Suède : Une banque condamnée à 1,3 millions d'euros d'amende pour l'utilisation du Pixel Meta de Facebook
Ce qui est simple à mettre en œuvre d'un point de vue technique n'est pas toujours souhaitable d'un point de vue juridique, et les DPO le savent parfaitement. Combien d'entre nous ont dû frustrer des développeurs ou des services marketing qui voulaient mettre en place des outils "clé en main" très utiles mais très illicites au regard du RGPD ? En Suède, l'Integritetsskyddsmyndigheten (IMY), l'agence suédoise de protection des données, a publié cette semaine une décision de sanction à l'encontre de la banque Avanza Bank AB, qui avait utilisé l'outil d'analyse Pixel Meta de Meta (anciennement Facebook) pour optimiser sa stratégie marketing.
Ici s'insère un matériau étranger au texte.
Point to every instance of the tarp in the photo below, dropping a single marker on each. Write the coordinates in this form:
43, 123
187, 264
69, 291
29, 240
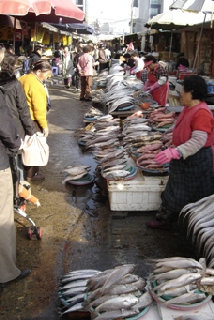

Grâce ou plutôt à cause de cet outil, la banque a fait remonter vers Meta des informations confidentielles telles que les numéros de sécurité sociale, les montants des prêts, les titres détenus et leur valeur, et les numéros de compte bancaire de ses clients, du 15 novembre 2019 au 2 juin 2021.
L'outil Pixel Meta, intégré sur les pages web pour y collecter des informations sur les actions entreprises par les visiteurs des sites web, avait en effet été activé avec une fonctionnalité appelée "Automatic Advanced Matching" (AAM), qui laisse Meta détecter lui-même les champs d'informations à faire remonter dans l'outil d'analyse marketing. Or il était possible de faire autrement, en choisissant manuellement les données à faire remonter vers Meta - mais le temps de développement était bien sûr beaucoup plus long.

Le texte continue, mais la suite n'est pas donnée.